Condenou a PEC 241, que propõe congelar os gastos da educação e da saúde por 20 anos. “Em termos reais, congela hoje e dura por 120 anos. Significa a redução do gasto de saúde por cada brasileiro, por cada brasileira e para educação no nosso país daqui para frente”. “É um golpe grandão”, avalia.
Sem citar nomes, falou de quem tentou comprar voto do chanceler do Uruguai. Fazia referência ao ministro golpista das Relações Exteriores, José Serra, que tentou comprar voto de seu par no país vizinho, com objetivo de boicotar a Venezuela.
“Estamos vendo que este processo tem respaldo de setores que nós consideramos a elite conservadora deste país. Sabemos também que houve uma participação da mídia, de segmentos da mídia, oportunistas e oligopolistas.
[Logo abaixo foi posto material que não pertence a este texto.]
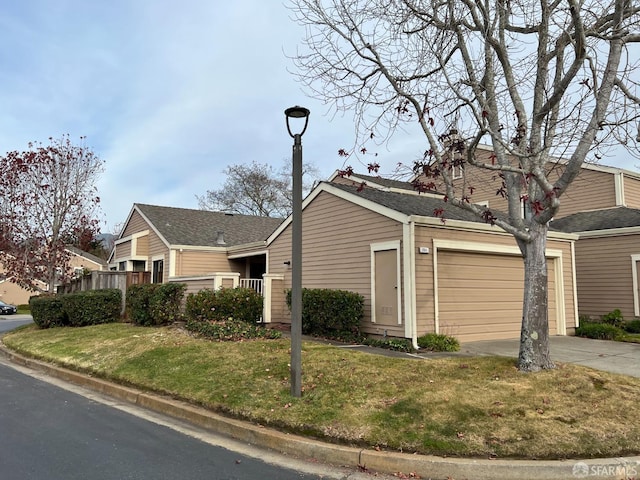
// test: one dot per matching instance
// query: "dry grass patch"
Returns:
(468, 407)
Isto ficou muito claro para a imprensa internacional“.
A presidenta agradeceu o apoio que recebeu de milhares de mulheres em todo o País durante seu afastamento: “As mulheres têm me prestado um grande apoio. É mais do que qualquer coisa. É um símbolo. Sei que serei a primeira de muitas mulheres presidentas deste país”, afirmou. E agradeceu: “Quando, em ato de extrema mesquinharia, retiraram as rosas do Palácio da Alvorada, eu recebi rosas dessas mulheres. Nunca esteve tão florido”. “Quando falam que eu tenho capacidade de resistir… É porque eu tenho que honrar as mulheres do meu país”.